Function to score the expression of positive and negative markers in single cell RNA seq data

Primary LanguagePythonMIT LicenseMIT

ScoreMarkers

Function to score the expression of positive and negative markers in single cell RNA seq data.

The project aim is to score and label the cells from an anndata file based on the expression of positive and negative markers.
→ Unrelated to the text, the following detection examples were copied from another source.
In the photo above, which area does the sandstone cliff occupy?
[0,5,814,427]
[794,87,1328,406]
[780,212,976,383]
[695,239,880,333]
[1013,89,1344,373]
The scoring function work as follow:

  • Data normalization and scaling (using scanpy built-in functions)
  • Evaluate mean expression (not median because frequently is 0)
  • For each label the score is given by the formula below:

$$ Score=\sum{(\alpha\times\frac{\sum{_{i=1}^{n_p}}{f(x_p)}}{n_p}-\beta\times\frac{\sum{ _{i=1} ^{n_n}}{f(x_n)}}{n_n})} $$

With:

  • $\alpha$ = weight for positive markers
  • $\beta$ = weight for negative markers
  • $n_p$ = number of positive markers
  • $n_n$ = number of negative markers
  • $f(x_p)$ = function to score positive markers
  • $f(x_n)$ = function to score negative markers

Where $f(x_p)$ is:

$$ f(x_p)= \begin{cases} x=2 & \quad \text{when exp$(x_p)$ > mean(total expression)}\\ x=1 & \quad \text{when mean ≥ exp$(x_p)$ > 0}\\ x=0 & \quad \text{when exp$(x_p)$ = 0} \end{cases} $$

and $f(x_n)$ is:

$$ f(x_n)= \begin{cases} x=2 & \quad \text{when exp$(x_n)$ > mean(total expression)}\\ x=1 & \quad \text{when mean ≥ exp$(x_n)$ > 0}\\ x=0 & \quad \text{when exp$(x_n)$ = 0} \end{cases} $$

With:

  • exp $(x_p)$ = expression of positive marker
  • exp $(x_n)$ = expression of negative marker

For each label is calculated the score in every cell, once all the scores are computed, all the absolute values of the scores are sorted and the confidence threshold is calculated as the nth percentile. By default the is considered the 10th percentile. Then the label (including the threshold label) with the highest score is assigned to the cell:

$$ Label = max\quad s\quad |\quad s \in Score $$

Installation

Obtain code:

Clone the repository:

git clone https://github.com/VergaJU/ScoreMarkers.git

and enter into the directory

Prepare environment

To avoid conflicts with the global environmnent is suggested to create and activate a new virtual environment:

python3 -m venv scoremarkers
source ./scoremarkers/bin/activate

And then install the required packages:

pip install requirements

Usage

The script that run all the scoring functions and assign labels is GetLabels.py


usage: GetLabels.py [-h] [-i INPUT_FILE] [-c CSV] [-o OUTPUT] [-a ALPHA] [-b BETA] [-l LABEL] [-t THRESHOLD_LABEL] [-v THRESHOLD_VALUE]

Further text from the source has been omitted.